A study comparing denosumab (Prolia) with risedronate (Actonel) found that denosumab could be a useful treatment option for patients newly initiating or continuing glucocorticoids who are at risk of fractures.

It is the first study to show that denosumab can increase bone mineral density at both the spine and the hip in patients with glucocorticoid-induced osteoporosis.

Glucocorticoid-induced osteoporosis is the most common form of secondary osteoporosis and is associated with an estimated annual fracture rate of 5%, according to a recent study in The Lancet Diabetes and Endocrinology. Glucocorticoids are used in autoimmune conditions, rheumatological diseases like rheumatoid arthritis, and respiratory diseases like asthma and gastrointestinal disorders.

Denosumab is given by injection every 6 months and is approved for postmenopausal women who are at high risk for fracture or who cannot use another osteoporosis medicine or do not tolerate other osteoporosis medicines well. Risedronate comes in a tablet form. Both drugs belong to a class of agents called bisphosphonates.

Amgen received FDA approval in May for an expanded indication for glucocorticoid-induced osteoporosis for denosumab. 

The study, conducted over 24 months in 79 locations worldwide, sought to assess the efficacy and safety of denosumab compared with risedronate in glucocorticoid-induced osteoporosis.

The primary outcome was noninferiority of denosumab to risedronate in terms of percentage change from baseline in lumbar spine bone mineral density at 12 months based on noninferiority margins (–0.7 and –1.1 percentage points for the glucocorticoid-continuing and glucocorticoid-initiating subpopulations, respectively).

Superiority was assessed as a secondary outcome.

Eligible patients were aged 18 years or older and were receiving glucocorticoids (≥7.5 mg prednisone daily, or equivalent) for at least 3 months (glucocorticoid-continuing group) or less than 3 months (glucocorticoid-initiating group).

Patients younger than 50 years needed to have a history of osteoporosis-related fracture.

Glucocorticoid-continuing patients 50 years or older needed a lumbar spine, total hip, or femoral neck bone mineral density T score of –2.0 or less, or –1.0 or less if they had a history of osteoporosis-related fracture.

Participants were randomly assigned (1:1) to either 60 mg subcutaneous denosumab every 6 months and oral placebo daily for 24 months, or 5 mg oral risedronate daily and subcutaneous placebo every 6 months for 24 months.

The study included 795 patients, 505 of whom were glucocorticoid-continuing and 290 of whom were glucocorticoid-initiating.
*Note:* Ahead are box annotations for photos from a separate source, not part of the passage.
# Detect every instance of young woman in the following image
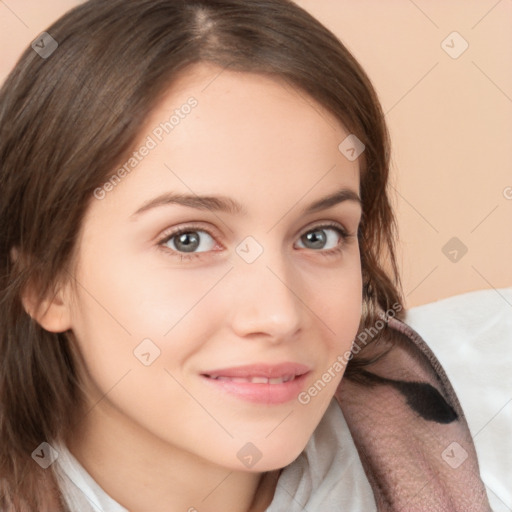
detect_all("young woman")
[0,0,489,512]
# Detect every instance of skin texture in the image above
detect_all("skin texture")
[39,64,361,512]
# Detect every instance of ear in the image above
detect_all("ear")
[22,288,71,332]
[11,248,71,332]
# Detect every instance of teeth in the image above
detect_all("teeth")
[209,375,295,384]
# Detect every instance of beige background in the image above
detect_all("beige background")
[0,0,512,307]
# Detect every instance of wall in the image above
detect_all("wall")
[0,0,512,306]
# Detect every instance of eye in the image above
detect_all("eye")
[160,226,215,253]
[298,224,348,252]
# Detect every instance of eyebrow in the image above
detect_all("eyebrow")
[130,188,362,218]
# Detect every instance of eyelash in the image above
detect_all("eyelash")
[158,222,356,261]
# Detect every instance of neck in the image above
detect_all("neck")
[66,399,279,512]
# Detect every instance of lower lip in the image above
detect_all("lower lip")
[201,373,309,404]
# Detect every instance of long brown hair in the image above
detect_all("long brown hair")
[0,0,401,511]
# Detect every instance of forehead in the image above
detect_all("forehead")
[89,64,359,220]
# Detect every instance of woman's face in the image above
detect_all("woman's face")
[62,65,361,471]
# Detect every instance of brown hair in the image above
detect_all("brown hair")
[0,0,401,511]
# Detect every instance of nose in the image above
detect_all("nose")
[230,246,307,342]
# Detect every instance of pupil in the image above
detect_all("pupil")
[305,230,326,249]
[175,232,199,252]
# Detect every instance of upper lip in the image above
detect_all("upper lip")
[202,362,310,379]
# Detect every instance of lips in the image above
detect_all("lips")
[201,363,311,405]
[203,363,310,384]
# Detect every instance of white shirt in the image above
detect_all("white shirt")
[54,399,377,512]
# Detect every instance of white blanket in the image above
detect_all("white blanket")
[405,288,512,512]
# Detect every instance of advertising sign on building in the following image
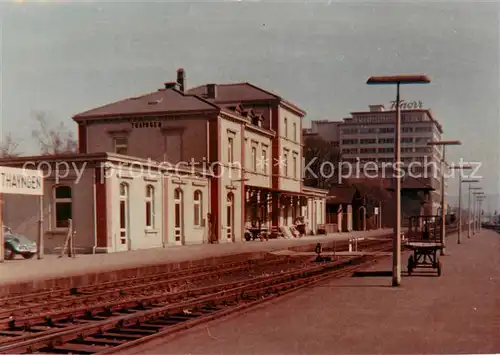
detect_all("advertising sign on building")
[391,100,424,110]
[0,166,43,196]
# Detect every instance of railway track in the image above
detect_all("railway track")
[0,241,388,354]
[0,258,299,322]
[0,232,466,354]
[0,236,390,322]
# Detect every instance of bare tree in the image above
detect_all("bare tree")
[31,112,78,155]
[304,136,341,189]
[0,133,21,158]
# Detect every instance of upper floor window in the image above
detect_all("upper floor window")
[283,150,288,176]
[359,138,377,144]
[252,147,257,171]
[54,185,73,228]
[342,139,359,144]
[378,128,394,133]
[378,138,394,144]
[193,190,203,227]
[113,137,128,155]
[293,155,297,179]
[262,148,268,173]
[227,137,234,163]
[146,185,155,228]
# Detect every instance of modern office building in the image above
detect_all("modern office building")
[307,105,443,213]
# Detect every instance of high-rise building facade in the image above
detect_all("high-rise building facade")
[308,105,443,214]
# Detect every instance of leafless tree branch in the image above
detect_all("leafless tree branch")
[31,112,78,155]
[0,133,21,158]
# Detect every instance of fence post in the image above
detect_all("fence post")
[59,219,73,258]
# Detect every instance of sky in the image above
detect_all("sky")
[0,1,500,208]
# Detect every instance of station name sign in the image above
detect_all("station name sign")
[391,100,424,110]
[132,121,161,128]
[0,166,43,196]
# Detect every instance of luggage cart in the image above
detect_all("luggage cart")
[405,216,443,276]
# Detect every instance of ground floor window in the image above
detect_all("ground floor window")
[193,190,203,227]
[120,183,129,244]
[226,192,234,239]
[146,185,155,228]
[54,185,73,228]
[174,188,183,242]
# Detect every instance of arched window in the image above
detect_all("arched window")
[54,185,73,228]
[193,190,203,227]
[146,185,155,228]
[174,188,184,244]
[120,182,129,244]
[226,192,234,240]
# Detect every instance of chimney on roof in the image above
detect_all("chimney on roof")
[370,105,385,112]
[207,84,217,100]
[177,68,186,92]
[165,81,177,89]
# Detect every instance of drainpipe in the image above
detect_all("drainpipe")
[92,169,97,255]
[160,172,168,248]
They were then randomly assigned, with 398 to denosumab and 397 to risedronate.

Denosumab was both noninferior and superior to risedronate at 12 months in terms of lumbar spine bone mineral density in both glucocorticoid-continuing (4.4% [95% CI, 3.8%-5.0%] vs 2.3% [95% CI, 1.7%-2.9%]; P <.0001) and glucocorticoid-initiating (3.8% [95% CI, 3.1%-4.5%] vs 0.8% [95% CI, 0.2%-0.5%]; P <.0001) subpopulations, and superior to risedronate in terms of total hip bone mineral density in both glucocorticoid-continuing (2.1% vs 0.6%; P <.0001) and glucocorticoid-initiating (1.7% vs 0.2%; P <.0001) subpopulations.

Reference

Saag KG, Wagman RB, Geusens P. Denosumab versus risedronate in glucocorticoid-induced osteoporosis: a multicentre, randomised, double-blind, active-controlled, double-dummy, non-inferiority study [published online April 6, 2018]. Lancet Diabetes Endocrinol. doi: 10.1016/ S2213-8587(18)30075-5.